Krish Patel
Publications
EDMFormer: Genre-Specific Self-Supervised Learning for Music Structure Segmentation
Music structure segmentation is a key task in audio analysis, but existing models perform poorly on Electronic Dance Music (EDM). This problem exists because most approaches rely on lyrical or harmonic similarity, which works well for pop music but not for EDM. EDM structure is instead defined by changes in energy, rhythm, and timbre, with different sections such as buildup, drop, and breakdown. We introduce EDMFormer, a transformer model that combines self-supervised audio embeddings using an EDM-specific dataset and taxonomy. We release this dataset as EDM-98: a group of 98 professionally annotated EDM tracks. EDMFormer improves boundary detection and section labelling compared to existing models, particularly for drops and buildups. The results suggest that combining learned representations with genre-specific data and structural priors is effective for EDM and could be applied to other specialized music genres or broader audio domains.

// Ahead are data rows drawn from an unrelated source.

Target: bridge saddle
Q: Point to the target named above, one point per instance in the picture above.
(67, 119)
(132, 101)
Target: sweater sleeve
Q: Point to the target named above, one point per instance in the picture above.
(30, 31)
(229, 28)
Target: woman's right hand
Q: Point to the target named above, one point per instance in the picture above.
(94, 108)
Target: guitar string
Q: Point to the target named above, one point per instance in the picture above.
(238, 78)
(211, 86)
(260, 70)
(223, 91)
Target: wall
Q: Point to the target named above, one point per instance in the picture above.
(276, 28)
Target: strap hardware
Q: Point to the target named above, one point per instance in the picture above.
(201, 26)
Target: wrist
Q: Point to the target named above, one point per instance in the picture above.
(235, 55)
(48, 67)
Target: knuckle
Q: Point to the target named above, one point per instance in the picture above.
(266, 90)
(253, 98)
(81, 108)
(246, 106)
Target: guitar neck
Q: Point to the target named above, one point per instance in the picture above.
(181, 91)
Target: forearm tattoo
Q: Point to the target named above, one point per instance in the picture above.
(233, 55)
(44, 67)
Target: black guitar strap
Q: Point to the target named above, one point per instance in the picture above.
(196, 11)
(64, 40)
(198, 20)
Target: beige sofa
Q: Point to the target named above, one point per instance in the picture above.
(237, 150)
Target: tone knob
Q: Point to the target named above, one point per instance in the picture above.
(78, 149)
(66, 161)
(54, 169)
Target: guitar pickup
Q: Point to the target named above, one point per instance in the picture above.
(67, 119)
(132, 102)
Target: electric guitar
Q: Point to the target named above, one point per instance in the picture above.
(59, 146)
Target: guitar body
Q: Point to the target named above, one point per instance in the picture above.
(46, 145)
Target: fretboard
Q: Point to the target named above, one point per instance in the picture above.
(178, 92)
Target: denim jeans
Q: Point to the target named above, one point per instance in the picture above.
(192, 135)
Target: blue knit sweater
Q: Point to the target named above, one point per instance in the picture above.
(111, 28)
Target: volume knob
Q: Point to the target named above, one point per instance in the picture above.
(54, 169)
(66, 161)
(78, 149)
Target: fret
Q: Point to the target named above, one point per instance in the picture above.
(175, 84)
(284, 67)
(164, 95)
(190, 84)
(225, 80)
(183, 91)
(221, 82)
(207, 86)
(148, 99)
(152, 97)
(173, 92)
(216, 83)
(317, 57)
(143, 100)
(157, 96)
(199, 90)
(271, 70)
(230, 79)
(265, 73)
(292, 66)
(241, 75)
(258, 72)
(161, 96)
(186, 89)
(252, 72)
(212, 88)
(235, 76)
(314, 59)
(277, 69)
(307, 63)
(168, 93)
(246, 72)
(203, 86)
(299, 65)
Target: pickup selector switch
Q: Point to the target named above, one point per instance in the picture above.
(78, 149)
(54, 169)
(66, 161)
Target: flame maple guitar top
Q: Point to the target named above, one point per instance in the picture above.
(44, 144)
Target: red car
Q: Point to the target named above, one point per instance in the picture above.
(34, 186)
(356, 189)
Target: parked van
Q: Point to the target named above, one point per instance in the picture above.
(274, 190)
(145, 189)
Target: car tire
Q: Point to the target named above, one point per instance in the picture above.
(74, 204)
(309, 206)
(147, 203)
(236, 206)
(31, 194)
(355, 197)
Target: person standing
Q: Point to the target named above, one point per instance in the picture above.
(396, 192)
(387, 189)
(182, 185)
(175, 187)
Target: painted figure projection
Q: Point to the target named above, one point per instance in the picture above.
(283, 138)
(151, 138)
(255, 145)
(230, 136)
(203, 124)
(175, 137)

Conversational Behavior Modeling Foundation Model With Multi-Level Perception
Human conversation is organized by an implicit chain of thoughts that manifests as timed speech acts. Capturing this perceptual pathway is key to building natural full-duplex interactive systems. We introduce a framework that models this process as multi-level perception, and then reasons over conversational behaviors via a Graph-of-Thoughts (GoT). Our approach formalizes the intent-to-action pathway with a hierarchical labeling scheme, predicting high-level communicative intents and low-level speech acts to learn their causal and temporal dependencies. To train this system, we develop a high quality corpus that pairs controllable, event-rich dialogue data with human-annotated labels. The GoT framework structures streaming predictions as an evolving graph, enabling a transformer to forecast the next speech act, generate concise justifications for its decisions, and dynamically refine its reasoning. Experiments on both synthetic and real duplex dialogues show that the framework delivers robust behavior detection, produces interpretable reasoning chains, and establishes a foundation for benchmarking conversational reasoning in full duplex spoken dialogue systems.